Making Minor Characters Sing

This week we're talking about some of our favorite moments of the Storymasters conference in Houston, TX.  I have to say that my favorite day was the second day, when we were treated to eight hours of James Scott Bell, author of Plot &Structure.  I read Plot & Structure when I first started my writing journey, but plot is something I struggle with, and so I come back to this book often.   James, or "Jim" as the other presenters referred to him, was not only brilliant, but also funny and engaging.

While at the conference, I picked up a copy of Revision and Self-Editing, a book that Bell wrote to help transform a crappy first draft into a great work of fiction. It's a great book, with lots of tips for transforming scenes and livening up characters to make them jump off the page.

 Bell encouraged us to think big, to create unique plots and larger than life characters that would draw a reader in. One thing that stuck with me was his take on minor characters.  According to Bell, every minor character should fall into one of two camps.  They are either allies or irritants to you main character.  Every minor character, even the perfunctory characters that are there to move the story along, the bartender, the cab driver or the grocery store clerk, should help or hinder your character along the way to solving the story's problems.  Thinking of even the most minor characters in this way helps you to keep focused on the primary plot objectives and also opens up a world of possibilities in terms of comedy, conflict and tension.

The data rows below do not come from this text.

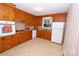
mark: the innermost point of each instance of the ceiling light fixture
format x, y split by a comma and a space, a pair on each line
37, 8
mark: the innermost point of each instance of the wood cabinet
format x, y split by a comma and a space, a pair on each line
26, 17
13, 40
44, 34
6, 12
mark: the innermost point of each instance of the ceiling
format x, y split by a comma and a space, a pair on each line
47, 8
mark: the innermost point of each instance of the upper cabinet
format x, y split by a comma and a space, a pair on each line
7, 12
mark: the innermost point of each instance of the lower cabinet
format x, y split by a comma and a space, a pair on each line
44, 34
13, 40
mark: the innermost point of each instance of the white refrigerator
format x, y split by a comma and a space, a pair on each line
57, 32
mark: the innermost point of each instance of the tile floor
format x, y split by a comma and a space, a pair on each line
35, 47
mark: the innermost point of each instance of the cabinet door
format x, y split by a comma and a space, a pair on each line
6, 12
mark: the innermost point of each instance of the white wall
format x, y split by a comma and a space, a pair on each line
71, 42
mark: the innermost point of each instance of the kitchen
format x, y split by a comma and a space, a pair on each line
27, 26
19, 26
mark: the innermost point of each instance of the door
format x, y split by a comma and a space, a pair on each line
57, 35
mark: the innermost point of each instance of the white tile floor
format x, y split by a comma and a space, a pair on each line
35, 47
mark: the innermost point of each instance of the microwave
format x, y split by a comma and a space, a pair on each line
7, 28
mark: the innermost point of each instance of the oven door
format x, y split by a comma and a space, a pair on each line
7, 29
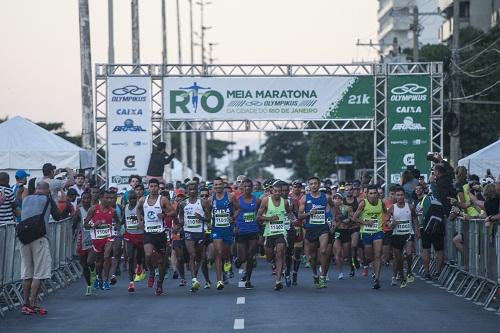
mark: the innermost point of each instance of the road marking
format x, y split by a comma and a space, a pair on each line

Bell suggested taking all the characters in your books and putting them in two lists.  Those who are there to help your main character accomplish her goals, and those who oppose her.  By understanding the relationship between the minor characters and the main goals of the protagonist, your scenes will start to write themselves thanks to the conflicts and relationships that naturally arise, while keeping the story on track and the plot trajectory moving forward.

What a simple concept.  Look at every character in your novel, and let the main character ask them- are you with me or against me?  The answer may surprise you.  And open up a world of possibilities to make even the most perfunctory scene or character sparkle.



I like this. Very simple and interesting to keep in mind. Thanks!

Talia, nice post, and thanks for the kind word. It really does make a difference in the story to do this, enhancing the reader's experience sort of "under the radar." Like that little character in that scene from Moonstruck. We barely notice, yet how much better was the scene because of her little "bits"?

Thanks again.

A Story Master! A Story Master! Thanks for coming by the blog, and for all the great wisdom on craft!

Thank you James for stopping by the blog! It was truly a pleasure to learn from you. Everything I write owes something to you and your books. It was really illuminating to see these points in action through film clips. I keep thinking about the hotel clerk in those scenes from the graduate, and how what could have been a mundane scene was elevated with conflict and tension.

Completely riveted by this week's posts. Thanks so much for all the information--and it's only Wednesday!

We have a celebrity sighting above!

I'm off to make my character list now.